Getting Started in DS
This guide aims to define Digital Scholarship & Data Science in a research library context and provide an overview of the key competency frameworks, reports, networks and communities of practice for library professionals to explore and learn more.
TBD, TBD
Introduction
In this Topic Guide we’ll look at broad definitions of digital scholarship & data science in a research library context, and provide recommended resources for library professionals to learn more about how new technologies and approaches are changing our traditional work of curation, creation, collecting, sharing at cultural heritage institutions and the benefits of gaining new skills in this area!
What is “digital scholarship”?
Though there are many definitions of what constitutes “digital scholarship” out there, we tend to favour the broadest of interpretations, that is, roughly, any type of innovative research that combines the methodologies from traditional humanities & social science disciplines with computational tools and digital methods provided by computing disciplines, such as data science.
Though closely aligned to, and generously informed by, the academic discipline Digital Humanities, “digital scholarship” allows us to consider more broadly the full range of innovative scholarly activities our users seek to undertake with our digital collections and data, across a diverse range of disciplines.

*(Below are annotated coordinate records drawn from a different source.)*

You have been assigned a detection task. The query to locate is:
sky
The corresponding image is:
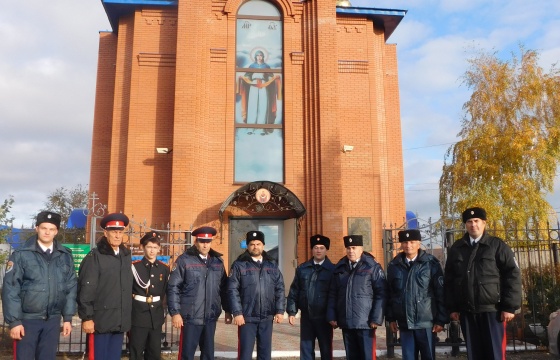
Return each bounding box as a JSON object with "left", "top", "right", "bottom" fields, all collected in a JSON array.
[{"left": 0, "top": 0, "right": 560, "bottom": 227}]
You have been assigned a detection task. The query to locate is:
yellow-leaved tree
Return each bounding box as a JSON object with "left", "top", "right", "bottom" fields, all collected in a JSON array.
[{"left": 440, "top": 47, "right": 560, "bottom": 228}]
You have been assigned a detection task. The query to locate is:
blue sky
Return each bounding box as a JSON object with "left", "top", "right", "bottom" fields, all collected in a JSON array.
[{"left": 0, "top": 0, "right": 560, "bottom": 226}]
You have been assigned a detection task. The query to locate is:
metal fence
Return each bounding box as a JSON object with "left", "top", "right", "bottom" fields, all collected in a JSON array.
[
  {"left": 383, "top": 219, "right": 560, "bottom": 356},
  {"left": 0, "top": 218, "right": 560, "bottom": 356}
]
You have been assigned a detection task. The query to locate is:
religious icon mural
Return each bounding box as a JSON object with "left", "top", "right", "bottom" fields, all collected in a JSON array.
[{"left": 235, "top": 0, "right": 284, "bottom": 182}]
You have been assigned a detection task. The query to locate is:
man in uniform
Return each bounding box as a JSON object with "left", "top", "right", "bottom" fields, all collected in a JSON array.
[
  {"left": 444, "top": 207, "right": 521, "bottom": 360},
  {"left": 167, "top": 226, "right": 231, "bottom": 360},
  {"left": 78, "top": 213, "right": 134, "bottom": 360},
  {"left": 228, "top": 231, "right": 286, "bottom": 360},
  {"left": 130, "top": 231, "right": 169, "bottom": 360},
  {"left": 2, "top": 211, "right": 77, "bottom": 360},
  {"left": 327, "top": 235, "right": 387, "bottom": 360},
  {"left": 287, "top": 235, "right": 334, "bottom": 360},
  {"left": 385, "top": 229, "right": 449, "bottom": 360}
]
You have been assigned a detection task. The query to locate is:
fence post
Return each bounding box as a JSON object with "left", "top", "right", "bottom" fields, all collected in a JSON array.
[
  {"left": 385, "top": 322, "right": 395, "bottom": 359},
  {"left": 449, "top": 321, "right": 460, "bottom": 356},
  {"left": 552, "top": 243, "right": 558, "bottom": 265}
]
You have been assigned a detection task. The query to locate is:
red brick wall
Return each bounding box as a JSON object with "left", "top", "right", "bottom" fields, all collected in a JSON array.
[{"left": 90, "top": 0, "right": 405, "bottom": 268}]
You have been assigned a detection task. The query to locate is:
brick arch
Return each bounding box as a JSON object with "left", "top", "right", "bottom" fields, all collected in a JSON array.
[{"left": 224, "top": 0, "right": 295, "bottom": 18}]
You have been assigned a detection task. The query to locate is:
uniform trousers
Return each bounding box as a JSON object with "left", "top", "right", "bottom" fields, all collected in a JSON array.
[
  {"left": 16, "top": 316, "right": 60, "bottom": 360},
  {"left": 181, "top": 320, "right": 216, "bottom": 360},
  {"left": 93, "top": 332, "right": 124, "bottom": 360},
  {"left": 299, "top": 312, "right": 333, "bottom": 360},
  {"left": 129, "top": 326, "right": 161, "bottom": 360},
  {"left": 237, "top": 320, "right": 272, "bottom": 360},
  {"left": 400, "top": 328, "right": 436, "bottom": 360},
  {"left": 342, "top": 329, "right": 377, "bottom": 360},
  {"left": 461, "top": 311, "right": 506, "bottom": 360}
]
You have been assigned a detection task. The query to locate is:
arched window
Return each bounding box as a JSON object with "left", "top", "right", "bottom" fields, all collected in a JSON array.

“Digital scholarship” allows us to define a space for us heritage professionals, where research is undertaken, in our own right, during the course of our daily work, utilizing computational methods in the curation, creation, collecting and sharing of our digital collections and data, but is not confined to formal academic pursuits or a particular discipline.
Is this all just “data science”?
Not quite. Data science, also an academic field, can be defined as a set of computational methods for the identification of novel and actionable insights from data.
Data science is an interdisciplinary academic field that uses statistics, scientific computing, scientific methods, processes, algorithms and systems to extract or extrapolate knowledge and insights from noisy, structured, and unstructured data.
So when we talk about data science in libraries, we’re talking about the specific skills and use of particular computational methods in undertaking some types of digital scholarship activities.
Relevance to the Library Sector (Case Studies/Use Cases)
So what might “digital scholarship and data science in libraries” actually look like?
- a subject librarian using a digital tool to clean up a set of catalogue records in order to understand gaps in the metadata and collection scope
- a collaborative project to automatically transcribe handwritten texts from old manuscripts
- a library director reading up on the latest in AI and seeking expert perspectives in order to write a strategy document
- a metadata specialist packaging up digital collections into datasets that can be used by researchers
- a digitisation project looking to improve the searchability of printed books in under-resourced languages
- a reference librarian pointing a researcher to datasets that might help them with their research enquiry
- an imagining technician creating a 3D model of a collection item
- a licensing manager keeping up to date on the latest uses of Text and Data Mining (TDM) and AI in research so that digital collections meets the needs of library users and staff who want to work with them at scale
- a major interdisciplinary research project using the latest technologies to ask research questions of digital heritage collections https://livingwithmachines.ac.uk/
- a curator creating an online exhibit with annotations https://www.exhibit.so/
- a research software engineer contributing to international knowledge exchange networks (e.g. IIIF, AI4LAM)
- an assistant librarian attending a summer school https://www.cdh.cam.ac.uk/dataschools/
Why is it important for library staff to learn these skills?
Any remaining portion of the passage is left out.